Dr. iur. Robert Bauer, Dr. iur. Oliver Bertram
Rz. 30
Das BAG hat mit Beschluss v. 21.2.2017 die Gestellung von Mitgliedern der DRK-Schwesternschaft an eine private Klinik als Arbeitnehmerüberlassung i.S.d. § 1 Abs. 1 S. 1 AÜG qualifiziert. Das Urteil ist Folge der vorhergehenden Entscheidung des EuGH, den Leiharbeitnehmerbegriff der RL 2008/104/EG autonom auszulegen. Die autonome und damit erweiterte Auslegung wird zurecht im Schrifttum kritisiert, da die Richtlinie hinsichtlich ihres Arbeitnehmerbegriffes in Art. 3 Abs. 1 lit. a auf den nationalen Arbeitnehmerbegriff verweist. Somit können auch Vertragsverhältnisse zwischen Verleiher und Leiharbeitnehmer, die nach nationalem Recht nicht als Arbeitsvertrag im Sinne von § 611a BGB eingeordnet werden, als Arbeitnehmerüberlassung qualifiziert werden, soweit der Leiharbeitnehmer für eine andere Person nach deren Weisung Leistungen erbringt, für die er als Gegenleistung eine Vergütung erhält. DRK- Schwestern sind aufgrund der Weisungsbindung gegenüber dem Verleiher daher Leiharbeitnehmer, auch wenn sie keine Arbeitnehmer nach nationalem Recht sind.
Rz. 31
Die Rechtsprechung sollte nicht dahingehend missverstanden werden, dass das Vertragsverhältnis zwischen Verleiher und Leiharbeitnehmer nun ohne Relevanz wäre. Vielmehr ist im Einzelfall festzustellen, ob dem Verhältnis zwischen Verleiher und Leiharbeitnehmer eine Weisungsbindung im Sinne der unionsrechtlichen Rechtsprechung zugrunde liegt. Die Überlassung von Selbstständigen unterfällt dagegen auch weiterhin nicht dem AÜG. Allerdings führt die autonome Auslegung im Fall von Gesellschaftern bzw. Geschäftsführern dazu, dass hier zu differenzieren ist.

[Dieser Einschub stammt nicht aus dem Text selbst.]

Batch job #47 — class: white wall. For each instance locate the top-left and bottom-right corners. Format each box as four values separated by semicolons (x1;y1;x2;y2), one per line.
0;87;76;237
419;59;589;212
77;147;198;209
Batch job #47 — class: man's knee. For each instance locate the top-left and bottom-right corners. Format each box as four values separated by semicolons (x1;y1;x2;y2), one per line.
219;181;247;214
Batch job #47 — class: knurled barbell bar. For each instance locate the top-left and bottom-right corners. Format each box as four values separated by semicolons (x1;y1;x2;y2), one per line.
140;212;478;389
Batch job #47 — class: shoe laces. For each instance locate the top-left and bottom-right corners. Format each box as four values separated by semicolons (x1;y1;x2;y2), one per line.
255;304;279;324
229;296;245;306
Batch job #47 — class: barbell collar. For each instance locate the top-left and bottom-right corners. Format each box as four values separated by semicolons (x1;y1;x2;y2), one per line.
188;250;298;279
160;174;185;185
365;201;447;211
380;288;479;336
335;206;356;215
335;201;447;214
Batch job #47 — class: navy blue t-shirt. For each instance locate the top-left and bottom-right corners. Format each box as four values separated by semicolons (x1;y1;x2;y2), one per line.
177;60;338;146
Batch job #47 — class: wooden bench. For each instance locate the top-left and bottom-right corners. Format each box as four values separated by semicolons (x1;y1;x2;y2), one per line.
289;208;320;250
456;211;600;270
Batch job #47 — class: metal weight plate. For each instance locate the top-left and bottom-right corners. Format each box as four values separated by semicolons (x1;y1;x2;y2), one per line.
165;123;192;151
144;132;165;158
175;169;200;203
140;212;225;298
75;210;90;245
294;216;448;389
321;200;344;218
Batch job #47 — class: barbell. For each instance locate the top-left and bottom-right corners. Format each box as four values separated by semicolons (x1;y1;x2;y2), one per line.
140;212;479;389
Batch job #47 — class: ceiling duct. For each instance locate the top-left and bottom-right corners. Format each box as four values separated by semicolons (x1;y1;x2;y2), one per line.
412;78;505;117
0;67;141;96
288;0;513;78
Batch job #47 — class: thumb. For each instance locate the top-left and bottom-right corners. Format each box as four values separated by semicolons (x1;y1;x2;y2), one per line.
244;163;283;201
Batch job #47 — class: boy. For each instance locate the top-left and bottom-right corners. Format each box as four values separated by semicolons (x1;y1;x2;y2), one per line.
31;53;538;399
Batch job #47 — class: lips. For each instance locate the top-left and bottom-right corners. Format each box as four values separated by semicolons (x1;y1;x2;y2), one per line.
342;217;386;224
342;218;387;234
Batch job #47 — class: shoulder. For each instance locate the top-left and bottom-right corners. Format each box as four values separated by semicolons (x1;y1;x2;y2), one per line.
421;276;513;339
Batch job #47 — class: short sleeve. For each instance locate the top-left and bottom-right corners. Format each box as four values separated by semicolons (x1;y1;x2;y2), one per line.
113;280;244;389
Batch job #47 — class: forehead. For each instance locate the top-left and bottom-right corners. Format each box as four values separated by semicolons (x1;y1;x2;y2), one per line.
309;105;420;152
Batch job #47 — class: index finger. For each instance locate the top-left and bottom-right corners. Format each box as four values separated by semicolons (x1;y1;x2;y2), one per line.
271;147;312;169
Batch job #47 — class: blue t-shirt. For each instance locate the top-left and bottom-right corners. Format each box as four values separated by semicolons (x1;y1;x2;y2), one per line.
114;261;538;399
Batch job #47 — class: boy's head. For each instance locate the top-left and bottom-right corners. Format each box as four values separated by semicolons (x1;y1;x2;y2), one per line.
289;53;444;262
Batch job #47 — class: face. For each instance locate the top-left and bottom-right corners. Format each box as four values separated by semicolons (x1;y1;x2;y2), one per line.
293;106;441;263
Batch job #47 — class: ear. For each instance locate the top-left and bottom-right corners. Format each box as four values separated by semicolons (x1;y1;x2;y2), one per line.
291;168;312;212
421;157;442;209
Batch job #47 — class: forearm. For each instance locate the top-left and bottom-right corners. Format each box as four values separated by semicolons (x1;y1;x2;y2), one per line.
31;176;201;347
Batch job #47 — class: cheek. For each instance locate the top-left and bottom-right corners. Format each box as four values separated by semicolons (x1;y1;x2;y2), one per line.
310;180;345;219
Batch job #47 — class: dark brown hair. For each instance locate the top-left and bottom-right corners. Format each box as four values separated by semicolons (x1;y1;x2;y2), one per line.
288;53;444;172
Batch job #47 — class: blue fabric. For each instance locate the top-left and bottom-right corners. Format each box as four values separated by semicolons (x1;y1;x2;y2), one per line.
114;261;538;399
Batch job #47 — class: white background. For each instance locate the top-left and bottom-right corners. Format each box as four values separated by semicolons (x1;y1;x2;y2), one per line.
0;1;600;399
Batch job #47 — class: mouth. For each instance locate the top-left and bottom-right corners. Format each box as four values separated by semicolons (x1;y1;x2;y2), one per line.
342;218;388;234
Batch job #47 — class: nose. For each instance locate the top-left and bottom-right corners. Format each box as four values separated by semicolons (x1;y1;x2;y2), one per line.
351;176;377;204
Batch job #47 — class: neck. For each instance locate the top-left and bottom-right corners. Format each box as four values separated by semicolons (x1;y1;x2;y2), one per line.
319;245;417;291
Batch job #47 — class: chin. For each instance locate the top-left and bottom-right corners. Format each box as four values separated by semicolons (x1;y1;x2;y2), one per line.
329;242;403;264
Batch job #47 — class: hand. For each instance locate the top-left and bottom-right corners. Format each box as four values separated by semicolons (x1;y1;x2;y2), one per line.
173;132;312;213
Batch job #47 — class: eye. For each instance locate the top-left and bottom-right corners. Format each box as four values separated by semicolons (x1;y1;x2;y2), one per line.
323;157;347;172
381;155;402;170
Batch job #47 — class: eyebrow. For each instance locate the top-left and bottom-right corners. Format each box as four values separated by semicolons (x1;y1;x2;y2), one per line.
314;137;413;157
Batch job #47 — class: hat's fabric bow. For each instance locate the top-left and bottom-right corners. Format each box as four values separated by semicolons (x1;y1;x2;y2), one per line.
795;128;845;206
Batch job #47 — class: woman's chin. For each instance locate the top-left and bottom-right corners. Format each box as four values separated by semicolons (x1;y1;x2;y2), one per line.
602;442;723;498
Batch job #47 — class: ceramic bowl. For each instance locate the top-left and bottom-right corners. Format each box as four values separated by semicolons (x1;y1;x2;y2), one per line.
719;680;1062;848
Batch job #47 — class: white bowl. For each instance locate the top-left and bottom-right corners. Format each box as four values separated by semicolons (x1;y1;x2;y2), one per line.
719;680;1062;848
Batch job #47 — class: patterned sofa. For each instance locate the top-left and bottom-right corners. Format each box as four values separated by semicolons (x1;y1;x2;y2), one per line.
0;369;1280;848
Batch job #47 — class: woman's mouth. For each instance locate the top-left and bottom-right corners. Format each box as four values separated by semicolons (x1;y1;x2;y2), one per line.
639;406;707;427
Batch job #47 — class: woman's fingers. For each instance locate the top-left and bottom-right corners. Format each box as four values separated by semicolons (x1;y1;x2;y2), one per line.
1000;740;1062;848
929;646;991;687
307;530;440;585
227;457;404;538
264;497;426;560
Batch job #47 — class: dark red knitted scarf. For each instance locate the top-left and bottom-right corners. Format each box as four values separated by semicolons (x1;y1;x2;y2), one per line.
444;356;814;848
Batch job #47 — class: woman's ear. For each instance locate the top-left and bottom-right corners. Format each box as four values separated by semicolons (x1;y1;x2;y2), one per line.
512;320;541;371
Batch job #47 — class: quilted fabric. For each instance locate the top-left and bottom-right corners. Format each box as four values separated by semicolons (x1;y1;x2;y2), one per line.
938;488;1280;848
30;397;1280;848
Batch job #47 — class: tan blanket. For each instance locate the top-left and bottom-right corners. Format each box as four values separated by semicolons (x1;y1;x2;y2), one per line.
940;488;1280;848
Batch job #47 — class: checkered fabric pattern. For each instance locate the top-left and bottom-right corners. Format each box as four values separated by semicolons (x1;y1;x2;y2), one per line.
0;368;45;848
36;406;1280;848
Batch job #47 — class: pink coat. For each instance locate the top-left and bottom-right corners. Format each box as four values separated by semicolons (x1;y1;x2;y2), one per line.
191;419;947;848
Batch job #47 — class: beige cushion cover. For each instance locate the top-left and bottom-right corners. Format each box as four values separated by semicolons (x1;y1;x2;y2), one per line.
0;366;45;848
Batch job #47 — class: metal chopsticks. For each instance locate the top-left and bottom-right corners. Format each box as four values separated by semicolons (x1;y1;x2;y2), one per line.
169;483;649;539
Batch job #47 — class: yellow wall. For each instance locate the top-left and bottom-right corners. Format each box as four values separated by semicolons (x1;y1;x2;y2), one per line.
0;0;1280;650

Während Alleingesellschafter und Mehrheitsgesellschafter auch nach autonomer Auslegung keiner derartigen Weisungsbindung unterliegen, kann im Fall der Überlassung von Minderheitsgesellschaftern ohne Sperrminorität und Fremdgeschäftsführern die autonome Auslegung zur Qualifizierung als Arbeitnehmerüberlassung führen. Allerdings findet das AÜG auch bei diesen keine Anwendung, wenn es sich um eine konzerninterne Überlassung gem. § 1 Abs. 3 Nr. 2 AÜG handelt.
Für die Gestellung von Mitgliedern der DRK-Schwesternschaft wurden die Folgeprobleme durch die spezialgesetzliche Regelung in § 2 Abs. 4 DRK-Gesetz zum 25.7.2017 entschärft, nach welcher die Höchstüberlassungsdauer von 18 Monaten auf die Gestellung von Rotkreuzschwestern keine Anwendung findet (Art. 9a des Rentenüberleitungs-Abschlussgesetzes vom 17.7.2017, BGBl I S. 2575). Ob diese Ausnahmeregelung mit dem Unionsrecht vereinbar ist, bleibt abzuwarten.